Sorti dans les salles en septembre 2020, Le bonheur des uns… est un film réalisé par Daniel Cohen qui, malgré des critiques partagées, ne manque pas de piquant. Au-delà de leur bonheur et du malheur des autres, l’heure est à une analyse parfois sarcastique de l’envie et de ses conséquences. Mais pas seulement…
Léa (Bérénice Bejo) est vendeuse dans un magasin de vêtements. Son hypersensibilité fait des merveilles et lui permet de convaincre toutes ses clientes, y compris les plus hésitantes. Et si elle passe beaucoup de temps à arranger ses rayons, elle est en réalité là sans l’être. Au travail, en pause, elle passe en effet son temps à observer, avec pudeur et bienveillance, les gens qui passent. Elle leur invente de multiples vies qu’elle couche ensuite sur le papier. Au détour d’une conversation imprévue avec un auteur célèbre, elle finit par en écrire un livre. Sans trop y croire. Pourtant, le succès est bel et bien au rendez-vous.

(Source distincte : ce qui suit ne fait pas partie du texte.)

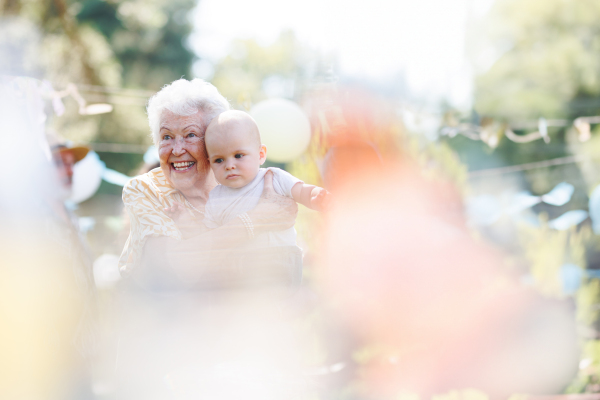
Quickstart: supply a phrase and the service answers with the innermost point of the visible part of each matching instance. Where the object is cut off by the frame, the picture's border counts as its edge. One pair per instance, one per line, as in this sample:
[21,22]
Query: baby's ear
[263,154]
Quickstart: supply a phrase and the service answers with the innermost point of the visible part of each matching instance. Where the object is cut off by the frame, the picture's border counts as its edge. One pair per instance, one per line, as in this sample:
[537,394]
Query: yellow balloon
[284,128]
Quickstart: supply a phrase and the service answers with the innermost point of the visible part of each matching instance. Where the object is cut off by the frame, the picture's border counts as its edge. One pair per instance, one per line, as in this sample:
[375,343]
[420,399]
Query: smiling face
[181,151]
[234,150]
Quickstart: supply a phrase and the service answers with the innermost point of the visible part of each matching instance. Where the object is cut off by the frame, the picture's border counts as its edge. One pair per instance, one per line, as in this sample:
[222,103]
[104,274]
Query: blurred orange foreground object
[407,277]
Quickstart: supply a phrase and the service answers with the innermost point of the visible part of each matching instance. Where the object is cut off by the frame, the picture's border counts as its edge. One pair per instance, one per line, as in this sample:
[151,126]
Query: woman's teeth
[183,165]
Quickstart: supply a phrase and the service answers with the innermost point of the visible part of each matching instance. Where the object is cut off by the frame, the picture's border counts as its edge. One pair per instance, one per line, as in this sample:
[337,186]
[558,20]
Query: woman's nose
[179,147]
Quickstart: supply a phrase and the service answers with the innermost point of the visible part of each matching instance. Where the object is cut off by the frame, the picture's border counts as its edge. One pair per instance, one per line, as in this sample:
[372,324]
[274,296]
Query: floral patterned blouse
[145,198]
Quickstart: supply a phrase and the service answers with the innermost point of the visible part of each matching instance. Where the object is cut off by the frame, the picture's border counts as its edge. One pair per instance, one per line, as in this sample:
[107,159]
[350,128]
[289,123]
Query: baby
[235,153]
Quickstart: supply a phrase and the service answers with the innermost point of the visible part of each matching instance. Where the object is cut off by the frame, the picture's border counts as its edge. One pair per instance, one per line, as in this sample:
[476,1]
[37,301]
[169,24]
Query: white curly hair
[183,97]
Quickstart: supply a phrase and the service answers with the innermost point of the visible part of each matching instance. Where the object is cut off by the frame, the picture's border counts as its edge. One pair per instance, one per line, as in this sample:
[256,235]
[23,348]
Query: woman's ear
[263,154]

Ce succès en désarçonne plus d’un, à commencer par son conjoint Marc (Vincent Cassel). Il travaille dans une entreprise qui fabrique des pièces en aluminium. Il est terre-à-terre, sans doute un peu trop craintif quant au fait de la perdre elle. Par conséquent, lorsqu’elle lui demande de lire son manuscrit avant tous les autres, il accepte mais sans s’exécuter. À l’inverse, la meilleure amie de Léa, Karine (Florence Foresti), tombe des nues lorsque celle-ci lui fait part de son projet en cours. Elle et son mari (François Damiens) s’embarquent dès lors dans une quête artistique pour tenter de l’imiter. Entre l’indifférence doublée de rejet de son homme et l’envie exacerbée de sa copine depuis l’enfance, Léa ne sait plus, au bout du compte, à quel saint se vouer.

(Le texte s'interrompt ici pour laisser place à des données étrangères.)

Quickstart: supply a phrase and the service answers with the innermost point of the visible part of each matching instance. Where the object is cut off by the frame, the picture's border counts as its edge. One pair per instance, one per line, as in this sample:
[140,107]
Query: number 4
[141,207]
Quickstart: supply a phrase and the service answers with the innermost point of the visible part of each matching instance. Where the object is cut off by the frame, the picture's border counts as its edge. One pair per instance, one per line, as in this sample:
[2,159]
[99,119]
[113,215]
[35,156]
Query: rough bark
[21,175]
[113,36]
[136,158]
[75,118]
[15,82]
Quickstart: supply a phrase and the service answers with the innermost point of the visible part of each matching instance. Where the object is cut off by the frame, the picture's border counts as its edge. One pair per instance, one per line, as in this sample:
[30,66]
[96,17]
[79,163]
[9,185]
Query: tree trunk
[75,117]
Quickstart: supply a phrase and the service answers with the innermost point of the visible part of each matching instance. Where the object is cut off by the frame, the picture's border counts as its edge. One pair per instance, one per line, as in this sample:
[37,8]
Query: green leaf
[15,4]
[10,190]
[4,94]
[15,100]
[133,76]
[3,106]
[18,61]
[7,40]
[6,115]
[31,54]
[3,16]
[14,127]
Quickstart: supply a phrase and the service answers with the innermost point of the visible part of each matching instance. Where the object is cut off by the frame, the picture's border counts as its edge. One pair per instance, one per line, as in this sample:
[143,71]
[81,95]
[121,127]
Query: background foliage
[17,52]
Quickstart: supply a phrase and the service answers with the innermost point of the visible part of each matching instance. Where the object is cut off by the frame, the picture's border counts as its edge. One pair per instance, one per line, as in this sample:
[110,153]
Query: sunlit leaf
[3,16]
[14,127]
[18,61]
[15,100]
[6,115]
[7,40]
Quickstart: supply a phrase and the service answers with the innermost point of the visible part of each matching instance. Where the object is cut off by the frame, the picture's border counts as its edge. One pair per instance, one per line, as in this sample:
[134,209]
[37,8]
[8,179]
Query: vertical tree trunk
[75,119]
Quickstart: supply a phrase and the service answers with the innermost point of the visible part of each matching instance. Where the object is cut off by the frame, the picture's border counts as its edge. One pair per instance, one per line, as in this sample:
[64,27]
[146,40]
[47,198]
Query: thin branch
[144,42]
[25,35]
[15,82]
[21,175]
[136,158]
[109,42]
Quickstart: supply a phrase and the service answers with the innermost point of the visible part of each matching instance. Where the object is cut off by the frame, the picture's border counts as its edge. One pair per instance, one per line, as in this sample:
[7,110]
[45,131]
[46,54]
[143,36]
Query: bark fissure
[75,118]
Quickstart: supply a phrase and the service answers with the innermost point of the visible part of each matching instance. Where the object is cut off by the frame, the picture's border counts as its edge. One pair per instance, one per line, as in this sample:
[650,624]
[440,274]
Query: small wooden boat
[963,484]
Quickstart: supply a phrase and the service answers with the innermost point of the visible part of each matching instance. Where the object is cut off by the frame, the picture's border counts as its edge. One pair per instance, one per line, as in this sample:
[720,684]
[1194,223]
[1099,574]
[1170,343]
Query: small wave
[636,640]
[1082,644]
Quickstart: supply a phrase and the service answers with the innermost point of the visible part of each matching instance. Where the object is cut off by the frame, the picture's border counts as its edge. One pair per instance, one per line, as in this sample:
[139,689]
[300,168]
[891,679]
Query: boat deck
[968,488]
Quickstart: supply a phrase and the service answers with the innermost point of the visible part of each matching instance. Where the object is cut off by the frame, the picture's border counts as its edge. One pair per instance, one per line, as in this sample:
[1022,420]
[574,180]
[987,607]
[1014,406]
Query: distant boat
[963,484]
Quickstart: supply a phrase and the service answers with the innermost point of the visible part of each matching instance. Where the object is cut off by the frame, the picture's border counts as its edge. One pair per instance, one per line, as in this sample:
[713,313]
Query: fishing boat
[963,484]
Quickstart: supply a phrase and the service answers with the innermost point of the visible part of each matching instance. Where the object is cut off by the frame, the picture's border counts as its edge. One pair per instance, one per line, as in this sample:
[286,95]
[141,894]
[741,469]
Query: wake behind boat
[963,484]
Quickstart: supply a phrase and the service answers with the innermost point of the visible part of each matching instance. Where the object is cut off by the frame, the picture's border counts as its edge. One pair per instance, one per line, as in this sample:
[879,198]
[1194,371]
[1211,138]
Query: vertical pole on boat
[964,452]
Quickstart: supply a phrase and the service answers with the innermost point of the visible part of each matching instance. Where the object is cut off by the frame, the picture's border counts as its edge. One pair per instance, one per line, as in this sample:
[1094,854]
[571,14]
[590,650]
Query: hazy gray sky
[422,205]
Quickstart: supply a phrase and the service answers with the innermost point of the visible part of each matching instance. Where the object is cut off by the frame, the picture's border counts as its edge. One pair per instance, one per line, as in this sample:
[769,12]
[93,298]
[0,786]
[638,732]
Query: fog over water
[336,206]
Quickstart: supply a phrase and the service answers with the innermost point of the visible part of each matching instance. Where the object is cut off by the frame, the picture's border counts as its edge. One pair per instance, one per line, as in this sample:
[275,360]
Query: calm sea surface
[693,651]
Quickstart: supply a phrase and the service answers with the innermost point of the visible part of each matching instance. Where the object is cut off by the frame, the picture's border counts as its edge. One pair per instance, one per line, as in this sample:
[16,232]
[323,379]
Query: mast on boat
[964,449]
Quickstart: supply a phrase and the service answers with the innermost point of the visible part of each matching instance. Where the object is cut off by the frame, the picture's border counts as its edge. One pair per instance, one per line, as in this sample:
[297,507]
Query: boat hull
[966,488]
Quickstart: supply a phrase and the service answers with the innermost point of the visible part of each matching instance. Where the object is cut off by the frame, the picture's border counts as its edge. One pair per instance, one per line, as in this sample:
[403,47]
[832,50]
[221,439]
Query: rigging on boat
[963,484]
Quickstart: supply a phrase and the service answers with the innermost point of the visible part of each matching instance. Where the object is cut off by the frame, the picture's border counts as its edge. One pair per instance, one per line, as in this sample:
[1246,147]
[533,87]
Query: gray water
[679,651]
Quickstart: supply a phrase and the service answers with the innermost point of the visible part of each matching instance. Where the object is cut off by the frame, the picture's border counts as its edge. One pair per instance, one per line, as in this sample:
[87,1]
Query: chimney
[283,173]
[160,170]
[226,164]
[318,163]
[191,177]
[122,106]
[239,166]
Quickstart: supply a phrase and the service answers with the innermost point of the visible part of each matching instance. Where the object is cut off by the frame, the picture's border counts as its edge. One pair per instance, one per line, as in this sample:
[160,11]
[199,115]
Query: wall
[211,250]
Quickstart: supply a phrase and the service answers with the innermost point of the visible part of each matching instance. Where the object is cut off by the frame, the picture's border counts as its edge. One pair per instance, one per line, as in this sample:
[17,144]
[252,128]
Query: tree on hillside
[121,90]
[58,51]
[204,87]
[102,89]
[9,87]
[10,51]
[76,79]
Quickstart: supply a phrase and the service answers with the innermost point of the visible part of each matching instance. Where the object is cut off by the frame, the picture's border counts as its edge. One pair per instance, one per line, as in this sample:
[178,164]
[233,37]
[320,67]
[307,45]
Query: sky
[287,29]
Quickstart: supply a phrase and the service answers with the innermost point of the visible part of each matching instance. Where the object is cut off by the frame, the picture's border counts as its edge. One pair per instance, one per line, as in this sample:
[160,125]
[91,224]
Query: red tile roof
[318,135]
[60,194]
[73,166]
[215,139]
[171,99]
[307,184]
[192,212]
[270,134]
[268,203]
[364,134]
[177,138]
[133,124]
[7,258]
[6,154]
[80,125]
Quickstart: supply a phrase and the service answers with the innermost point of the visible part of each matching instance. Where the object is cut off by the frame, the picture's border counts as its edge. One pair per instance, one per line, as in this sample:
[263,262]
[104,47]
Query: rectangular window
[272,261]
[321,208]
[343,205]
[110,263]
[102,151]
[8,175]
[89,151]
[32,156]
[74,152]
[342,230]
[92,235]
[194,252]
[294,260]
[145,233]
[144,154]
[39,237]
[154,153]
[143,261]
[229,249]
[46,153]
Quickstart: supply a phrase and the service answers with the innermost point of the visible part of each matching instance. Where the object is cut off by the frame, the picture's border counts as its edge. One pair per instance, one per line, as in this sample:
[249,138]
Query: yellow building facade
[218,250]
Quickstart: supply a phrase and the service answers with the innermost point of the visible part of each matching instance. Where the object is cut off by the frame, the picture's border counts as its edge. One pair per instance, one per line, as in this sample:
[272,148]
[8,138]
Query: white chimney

Le bonheur des uns… Qui interroge celui de chacun
La peur panique du choix éprouvée par le personnage de Léa trahit sa nature d’entrée de jeu. Voilà que nous avons affaire à une femme qui, malgré l’ambition qu’elle éprouve, tente à chaque fois de contenter les attentes de tous avant les siennes. Toute sa responsabilité, ainsi que la trame du scénario du film réalisé par Daniel Cohen, reposent sur cette nature-là. Une nature qui ne demande qu’à s’épanouir et que les autres le comprennent, sans pour autant être apte à s’imposer d’elle-même. Cet état permanent d’indécision mène Léa à perdre le contrôle de sa propre vie. Ceci étant, le « hasard » faisant bien les choses, la rencontre avec cet écrivain reconnu forme l’étincelle qui la décide finalement à se laisser tenter.

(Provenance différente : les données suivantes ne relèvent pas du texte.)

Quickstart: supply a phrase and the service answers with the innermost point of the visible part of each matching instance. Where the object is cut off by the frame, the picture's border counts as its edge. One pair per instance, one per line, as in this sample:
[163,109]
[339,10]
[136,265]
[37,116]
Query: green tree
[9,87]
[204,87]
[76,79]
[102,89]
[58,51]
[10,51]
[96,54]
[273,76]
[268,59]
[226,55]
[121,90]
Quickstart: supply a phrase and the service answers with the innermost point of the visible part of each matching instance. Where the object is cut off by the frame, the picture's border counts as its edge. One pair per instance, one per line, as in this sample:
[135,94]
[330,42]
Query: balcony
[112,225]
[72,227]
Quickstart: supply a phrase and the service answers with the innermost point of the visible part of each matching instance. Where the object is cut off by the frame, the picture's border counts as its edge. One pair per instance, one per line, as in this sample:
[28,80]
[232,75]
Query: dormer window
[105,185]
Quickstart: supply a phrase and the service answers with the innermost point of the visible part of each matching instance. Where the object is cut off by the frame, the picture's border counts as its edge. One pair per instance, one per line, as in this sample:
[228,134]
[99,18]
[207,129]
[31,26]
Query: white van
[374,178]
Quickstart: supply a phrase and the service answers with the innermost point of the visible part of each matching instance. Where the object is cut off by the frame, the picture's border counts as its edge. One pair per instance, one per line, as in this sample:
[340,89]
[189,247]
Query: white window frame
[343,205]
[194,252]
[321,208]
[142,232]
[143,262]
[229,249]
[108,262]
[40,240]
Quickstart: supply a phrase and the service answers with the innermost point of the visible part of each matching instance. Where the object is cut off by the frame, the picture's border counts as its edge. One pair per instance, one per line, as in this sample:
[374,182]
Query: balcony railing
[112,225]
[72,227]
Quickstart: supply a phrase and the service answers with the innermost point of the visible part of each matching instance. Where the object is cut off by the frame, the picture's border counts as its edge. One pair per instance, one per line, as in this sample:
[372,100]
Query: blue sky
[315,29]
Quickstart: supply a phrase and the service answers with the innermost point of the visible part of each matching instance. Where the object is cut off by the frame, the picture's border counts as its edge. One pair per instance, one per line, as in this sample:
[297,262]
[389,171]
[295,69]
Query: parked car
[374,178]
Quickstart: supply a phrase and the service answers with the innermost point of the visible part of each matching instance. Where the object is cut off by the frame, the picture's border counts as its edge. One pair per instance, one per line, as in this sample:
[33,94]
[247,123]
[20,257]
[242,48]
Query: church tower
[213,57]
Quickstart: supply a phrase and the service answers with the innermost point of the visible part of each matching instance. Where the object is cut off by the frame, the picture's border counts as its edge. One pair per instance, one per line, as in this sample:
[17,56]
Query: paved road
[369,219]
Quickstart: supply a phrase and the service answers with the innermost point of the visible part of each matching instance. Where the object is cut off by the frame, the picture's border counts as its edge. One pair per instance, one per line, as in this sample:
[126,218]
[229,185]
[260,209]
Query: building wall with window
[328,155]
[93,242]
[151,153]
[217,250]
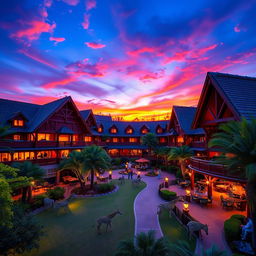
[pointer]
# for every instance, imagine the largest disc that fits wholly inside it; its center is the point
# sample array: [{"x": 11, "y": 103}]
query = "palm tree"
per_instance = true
[
  {"x": 4, "y": 131},
  {"x": 237, "y": 141},
  {"x": 145, "y": 244},
  {"x": 149, "y": 140},
  {"x": 95, "y": 158},
  {"x": 183, "y": 248},
  {"x": 29, "y": 170},
  {"x": 181, "y": 154},
  {"x": 163, "y": 153},
  {"x": 75, "y": 162}
]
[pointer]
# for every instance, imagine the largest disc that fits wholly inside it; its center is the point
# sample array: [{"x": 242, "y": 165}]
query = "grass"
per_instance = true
[
  {"x": 72, "y": 231},
  {"x": 173, "y": 231}
]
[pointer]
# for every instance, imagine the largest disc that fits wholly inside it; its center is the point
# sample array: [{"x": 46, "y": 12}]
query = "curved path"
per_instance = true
[{"x": 145, "y": 207}]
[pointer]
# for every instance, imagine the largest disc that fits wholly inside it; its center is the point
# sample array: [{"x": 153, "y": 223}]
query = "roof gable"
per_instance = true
[{"x": 238, "y": 93}]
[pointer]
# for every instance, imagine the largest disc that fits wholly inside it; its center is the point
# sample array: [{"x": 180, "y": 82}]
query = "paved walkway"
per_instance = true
[{"x": 145, "y": 207}]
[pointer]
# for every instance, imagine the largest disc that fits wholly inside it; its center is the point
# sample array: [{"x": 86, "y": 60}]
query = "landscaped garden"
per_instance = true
[
  {"x": 173, "y": 231},
  {"x": 73, "y": 230}
]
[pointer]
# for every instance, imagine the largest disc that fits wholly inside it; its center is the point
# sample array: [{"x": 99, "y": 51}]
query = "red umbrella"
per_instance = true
[{"x": 142, "y": 160}]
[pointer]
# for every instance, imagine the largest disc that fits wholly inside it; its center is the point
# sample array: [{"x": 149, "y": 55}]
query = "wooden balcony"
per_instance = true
[
  {"x": 209, "y": 167},
  {"x": 198, "y": 144},
  {"x": 16, "y": 144}
]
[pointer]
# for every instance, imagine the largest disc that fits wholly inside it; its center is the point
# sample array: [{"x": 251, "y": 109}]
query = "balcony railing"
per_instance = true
[
  {"x": 16, "y": 144},
  {"x": 211, "y": 168},
  {"x": 198, "y": 144}
]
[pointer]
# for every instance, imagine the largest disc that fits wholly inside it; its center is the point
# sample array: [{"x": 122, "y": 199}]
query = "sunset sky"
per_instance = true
[{"x": 130, "y": 58}]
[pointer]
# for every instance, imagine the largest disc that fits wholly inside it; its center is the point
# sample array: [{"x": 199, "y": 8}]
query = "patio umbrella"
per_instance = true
[{"x": 142, "y": 160}]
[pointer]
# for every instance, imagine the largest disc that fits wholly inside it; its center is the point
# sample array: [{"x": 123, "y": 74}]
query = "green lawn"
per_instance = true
[
  {"x": 173, "y": 230},
  {"x": 73, "y": 231}
]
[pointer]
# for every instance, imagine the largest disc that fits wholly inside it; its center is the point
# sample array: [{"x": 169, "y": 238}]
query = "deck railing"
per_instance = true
[{"x": 212, "y": 168}]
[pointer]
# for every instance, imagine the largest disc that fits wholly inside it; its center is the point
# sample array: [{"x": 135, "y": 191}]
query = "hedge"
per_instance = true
[
  {"x": 167, "y": 195},
  {"x": 104, "y": 188},
  {"x": 232, "y": 227},
  {"x": 56, "y": 193}
]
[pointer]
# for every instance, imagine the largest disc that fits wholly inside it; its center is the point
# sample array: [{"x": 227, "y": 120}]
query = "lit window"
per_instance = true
[
  {"x": 162, "y": 140},
  {"x": 132, "y": 139},
  {"x": 87, "y": 139},
  {"x": 129, "y": 130},
  {"x": 144, "y": 131},
  {"x": 180, "y": 139},
  {"x": 113, "y": 130},
  {"x": 18, "y": 123},
  {"x": 16, "y": 137},
  {"x": 159, "y": 130}
]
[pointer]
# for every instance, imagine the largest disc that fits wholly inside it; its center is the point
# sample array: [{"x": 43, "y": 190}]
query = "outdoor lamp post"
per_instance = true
[
  {"x": 185, "y": 208},
  {"x": 166, "y": 183},
  {"x": 188, "y": 195}
]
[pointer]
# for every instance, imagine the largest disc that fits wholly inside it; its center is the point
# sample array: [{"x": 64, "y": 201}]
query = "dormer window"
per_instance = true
[
  {"x": 113, "y": 130},
  {"x": 129, "y": 130},
  {"x": 159, "y": 130},
  {"x": 100, "y": 129},
  {"x": 144, "y": 130},
  {"x": 18, "y": 123}
]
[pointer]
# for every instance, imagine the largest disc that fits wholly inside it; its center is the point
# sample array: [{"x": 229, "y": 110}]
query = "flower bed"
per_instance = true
[{"x": 167, "y": 195}]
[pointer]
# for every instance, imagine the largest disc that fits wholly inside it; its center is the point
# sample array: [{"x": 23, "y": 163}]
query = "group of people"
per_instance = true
[{"x": 129, "y": 170}]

Chaque nouvelle étape vécue par le personnage de Léa est l’occasion de révéler les intentions des gens qui l’entourent. Si elles recèlent beaucoup d’amour et d’amitié, elles dévoilent le revers de ces derniers à l’instar de celui d’une médaille. Elles interrogent l’envie, la jalousie, le désir de possession, la propriété sentimentale. En parallèle, elles mettent à jour l’inégalité de beaucoup face à la juste considération des choses. Alors que son conjoint demeure tiraillé entre son refus d’être entretenu par sa femme et son angoisse de la perdre, Léa, elle, cherche seulement à le remercier et à l’aimer. Et là où sa meilleure amie voit une compétition, elle n’y voit que des confidences. Bien des biais d’interprétation existent au quotidien : les communiquer à l’autre semble être une bonne solution pour éviter les déconvenues, les ruptures et les caricatures. Hormis celles qui sont inévitables. Dans ce cas, autant apprendre à vivre avec. Ou sans, c’est selon. Mention spéciale pour Bérénice Bejo qui, grâce à une interprétation authentique et élégante, incarne idéalement la liberté de devenir soi et de fièrement le rester.